Dalam 48 Jam, Terpidana Mati Bali Nine akan Dipindahkan ke Nusa Kambangan
Kepala Kejaksaan Tinggi Bali Momock B. Samiarso mengatakan pihaknya akan memindahkan dua terpidana mati kasus narkoba asal Australia dari Penjara Kerobokan dalam waktu 48 jam, sebagai persiapan pelaksanaan eksekusi mereka di Pulau Nusa Kambangan.
Momock Samiarso merupakan orang yang bertanggung jawab atas pemindahan Andrew Chan dan Myuran Sukumaran. Sejauh ini semua rencana yang telah diumumkan sebelumnya telah ditunda.

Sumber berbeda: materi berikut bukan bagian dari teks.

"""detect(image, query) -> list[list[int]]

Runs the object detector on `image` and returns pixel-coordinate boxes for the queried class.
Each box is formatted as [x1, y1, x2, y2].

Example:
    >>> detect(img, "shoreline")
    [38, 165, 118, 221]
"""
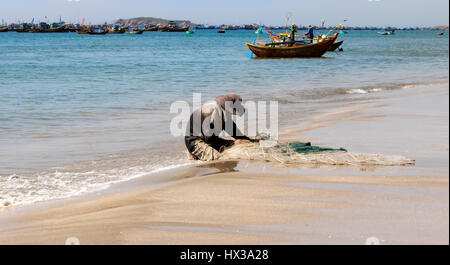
[0, 82, 448, 244]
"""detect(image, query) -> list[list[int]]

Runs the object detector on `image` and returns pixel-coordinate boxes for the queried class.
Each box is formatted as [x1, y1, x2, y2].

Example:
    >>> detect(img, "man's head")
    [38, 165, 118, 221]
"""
[308, 25, 312, 28]
[216, 93, 245, 116]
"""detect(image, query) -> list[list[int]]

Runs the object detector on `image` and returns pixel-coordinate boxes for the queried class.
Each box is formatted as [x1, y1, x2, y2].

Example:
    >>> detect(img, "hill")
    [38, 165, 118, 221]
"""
[114, 17, 191, 27]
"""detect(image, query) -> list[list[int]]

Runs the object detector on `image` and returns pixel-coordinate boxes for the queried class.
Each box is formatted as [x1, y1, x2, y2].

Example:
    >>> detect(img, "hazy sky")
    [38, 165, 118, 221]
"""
[1, 0, 448, 26]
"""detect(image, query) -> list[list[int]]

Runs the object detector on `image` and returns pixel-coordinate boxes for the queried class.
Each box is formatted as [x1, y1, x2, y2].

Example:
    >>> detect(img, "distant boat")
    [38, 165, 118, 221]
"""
[15, 28, 30, 33]
[144, 26, 159, 31]
[186, 30, 195, 34]
[159, 21, 189, 32]
[127, 29, 144, 34]
[246, 33, 339, 58]
[437, 32, 444, 36]
[87, 28, 108, 35]
[160, 26, 189, 32]
[378, 30, 395, 35]
[108, 28, 126, 34]
[29, 27, 69, 33]
[0, 27, 8, 32]
[217, 29, 226, 34]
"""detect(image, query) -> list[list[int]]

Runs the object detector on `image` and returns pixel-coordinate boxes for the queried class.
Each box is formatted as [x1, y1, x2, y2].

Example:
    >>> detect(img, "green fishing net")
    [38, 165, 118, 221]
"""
[220, 141, 414, 166]
[276, 141, 347, 155]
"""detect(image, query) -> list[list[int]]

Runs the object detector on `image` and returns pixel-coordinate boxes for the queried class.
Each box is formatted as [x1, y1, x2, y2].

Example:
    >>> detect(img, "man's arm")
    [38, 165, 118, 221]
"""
[231, 121, 257, 142]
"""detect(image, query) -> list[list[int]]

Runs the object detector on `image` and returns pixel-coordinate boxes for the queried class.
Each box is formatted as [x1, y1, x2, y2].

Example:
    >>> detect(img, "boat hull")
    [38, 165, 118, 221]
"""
[108, 29, 126, 34]
[29, 28, 69, 33]
[328, 40, 343, 51]
[87, 30, 108, 35]
[159, 26, 189, 32]
[246, 33, 338, 58]
[127, 30, 144, 34]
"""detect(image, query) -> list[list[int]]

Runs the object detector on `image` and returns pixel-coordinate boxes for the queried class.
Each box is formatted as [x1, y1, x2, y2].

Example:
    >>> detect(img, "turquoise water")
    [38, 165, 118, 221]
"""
[0, 30, 448, 206]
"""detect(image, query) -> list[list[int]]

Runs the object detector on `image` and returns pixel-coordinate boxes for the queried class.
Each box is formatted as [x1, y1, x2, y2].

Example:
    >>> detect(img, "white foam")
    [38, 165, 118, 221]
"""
[347, 89, 368, 94]
[369, 88, 383, 92]
[0, 161, 192, 208]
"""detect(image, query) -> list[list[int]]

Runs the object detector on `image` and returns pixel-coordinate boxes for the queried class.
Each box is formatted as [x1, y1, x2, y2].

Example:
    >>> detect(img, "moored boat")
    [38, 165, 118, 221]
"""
[29, 27, 69, 33]
[0, 27, 8, 32]
[378, 30, 395, 35]
[15, 28, 30, 33]
[159, 21, 189, 32]
[108, 27, 126, 34]
[126, 29, 144, 34]
[160, 26, 189, 32]
[246, 33, 339, 58]
[88, 28, 109, 35]
[144, 26, 159, 31]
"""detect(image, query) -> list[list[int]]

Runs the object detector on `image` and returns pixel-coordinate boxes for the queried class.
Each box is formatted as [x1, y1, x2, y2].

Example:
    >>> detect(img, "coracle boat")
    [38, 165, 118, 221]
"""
[246, 33, 339, 58]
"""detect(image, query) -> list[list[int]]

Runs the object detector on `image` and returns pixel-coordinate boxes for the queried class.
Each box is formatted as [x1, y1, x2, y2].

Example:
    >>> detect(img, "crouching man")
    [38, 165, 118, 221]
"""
[185, 93, 257, 161]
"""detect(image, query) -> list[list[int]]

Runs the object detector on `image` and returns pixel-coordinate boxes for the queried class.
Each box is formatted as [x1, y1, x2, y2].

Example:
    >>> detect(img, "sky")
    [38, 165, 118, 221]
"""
[0, 0, 448, 27]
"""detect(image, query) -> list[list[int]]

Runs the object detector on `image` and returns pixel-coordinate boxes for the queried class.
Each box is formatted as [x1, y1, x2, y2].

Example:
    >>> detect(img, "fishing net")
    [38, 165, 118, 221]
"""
[220, 141, 415, 167]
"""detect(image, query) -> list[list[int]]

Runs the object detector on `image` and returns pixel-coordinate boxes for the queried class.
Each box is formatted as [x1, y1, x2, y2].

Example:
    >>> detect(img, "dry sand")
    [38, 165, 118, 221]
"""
[0, 161, 447, 245]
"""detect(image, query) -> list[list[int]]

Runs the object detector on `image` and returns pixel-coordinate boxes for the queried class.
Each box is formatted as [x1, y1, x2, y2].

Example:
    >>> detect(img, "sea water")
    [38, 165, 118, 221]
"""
[0, 30, 448, 206]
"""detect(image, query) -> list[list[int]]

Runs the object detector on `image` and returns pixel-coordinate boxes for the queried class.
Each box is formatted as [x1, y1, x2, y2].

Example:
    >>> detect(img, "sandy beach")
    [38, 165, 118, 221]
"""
[0, 83, 448, 245]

Kedua terpidana mati anggota sindikat Bali Nine, menurut rencana akan dipindahkan ke Nusa Kambangan bulan lalu namun rencana itu ditunda.
Momock sekarang mengatakan dirinya telah memerintahkan agar mereka dipindahkan pekan ini dan rencana itu akan dilaksanakan malam ini (Selasa) atau besok malam.
Pasukan Brimob telah disiapkan untuk melakukan pengamanan, begitu juga dengan pengelola penjara yang bersiaga penuh sehingga kapan saja rencana itu bisa dilakukan.
Kuasa hukum Chan dan Sukumaran masih mengupayakan gugatan hukum, namun pemerintah Indonesia tampaknya mengesampingkan hal tersebut dengan menyatakan tidak ada upaya lain yang bisa dilakukan untuk menghindari eksekusi mati tersebut.
President Joko Widodo kembali menegaskan dirinya tidak akan meladeni intervensi asing atas hukuman mati di Indonesia.
Presiden Jokowi di depan pelajar sekolah menengah memperingatkan bahaya narkoba dan kembali menegaskan sikapnya yang tidak akan mentolerir kejahatan narkoba.
"Soal narkoba, tolong waspada dan hati-hati. Saat ini ada lebih dari 50 orang dari generasi muda kita yang tewas karena narkoba setiap harinya," kata Presiden Widodo.
Angka tersebut masih bisa dipertanyakan namun Jokowi menggunakannya untuk menggarisbawahi kebijakan kerasnya mengenai narkoba dan mengkampanyekannya di hadapan para pelajar untuk mendukung seruannya.
"Anda setuju tidak penyelundup narkoba harus dihukum mati," tanya Joko Widodo kepada pelajar. "Setuju!" jawab mereka.
Surat kabar ternama di Indonesia, Kompas, menerbitkan survey yang menunjukan 75% responden mendukung kebijakan Presiden Jokowo atas hukuman mati dan menolak untuk mengalah meski mendapat tekanan dari negara asing.
Pelaksana survey ini mengklaim metodologi survey mereka memiliki margin kesalahan 3,8 persen namun mereka hanya mengontak 1,000 orang di 12 kota dan hanya 652 orang yang sepakat atas pelaksanaan hukuman mati di Indonesia.
Survey ini juga tidak mewakili 250 juta warga Indonesia, meski demikian media lokal terus mempromosikan kebijakan pemerintah dengan istilah 'perang melawan narkoba'.